David didn’t have any upcoming doctors’ appointments, so it was decided Martin would come back to check on vitals, and to make sure the balance issues weren’t getting worse.
While Martin went to schedule the next appointment with Pat, David talked about his experiences with the local medical system.
“We’re lucky here,” he said. “I think it’s a good hospital, and for the most part you get good care. Pat and I are lucky. We’ve probably got, I think, the best primary care physician in the area, and that’s Aaron Holmes. He is so awesome, and he doesn’t quit. I hope he doesn’t do like the other doctors and leave.
“I know they’re trying to get good doctors in there. It’s hard getting into a community like this, unless you want to do geriatric medicine. Medicine here is tough.”
“They’re doing okay”
As Martin was leaving the house, he egged on David once again to keep walking.

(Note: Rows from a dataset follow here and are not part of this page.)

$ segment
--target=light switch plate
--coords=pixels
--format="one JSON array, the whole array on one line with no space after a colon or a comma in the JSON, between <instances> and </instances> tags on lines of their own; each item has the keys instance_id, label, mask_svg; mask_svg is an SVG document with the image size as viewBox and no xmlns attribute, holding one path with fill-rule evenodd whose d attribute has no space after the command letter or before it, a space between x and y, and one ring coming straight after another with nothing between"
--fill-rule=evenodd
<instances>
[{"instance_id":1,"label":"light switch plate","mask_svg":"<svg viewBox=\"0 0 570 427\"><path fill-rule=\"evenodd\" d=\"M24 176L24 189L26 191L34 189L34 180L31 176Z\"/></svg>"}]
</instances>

“Make sure you use the sticks,” he told David.
David said he would.
“He’s a talker, and he’s hilarious,” Martin said as he drove back to Western Lane Ambulance. “The visit went well. First time I saw him, he could barely walk from the bed 10 feet to a chair. After the surgery, he was using the walker inside his living room. Six weeks later, he was able to take it down to the end of the road and back. He was up to about three-quarters of a mile, three or four times a week.”
As for the strictly medical part of the visit, there wasn’t much to report. The vitals were good, there were no dangers around the house. Still, the visit took an hour.
“A big part of my job is the social aspect, particularly people out here who are retired,” Martin said. “They’re in their home and they don’t get out. One of things I do is encourage them to go out to places, see people and get involved. There’s a senior center, with lunches to go out to.”
But what about patients like David, where mobility is an issue?
“There’s also places that will come out and give rides to places,” Martin said. “We just need to get them out and about. Today became a lot less medical and more social. Just making sure he can get stronger and better.”
For Martin, the social aspect of the Mobile Integrated Healthcare program is key to understanding why it works.
“Depression leads to a lot more medical problems, which leads to a lot more visits to a doctor’s office,” he said. “That leads to more money for them to have to pay out after insurance. If it takes me going out and talking to them for a few minutes, then I have saved money. It saves the patients’ money, as well as the insurance company and the hospital. By just going out there and talking to them.
“A lot of people just want reassurance that they’re doing okay.”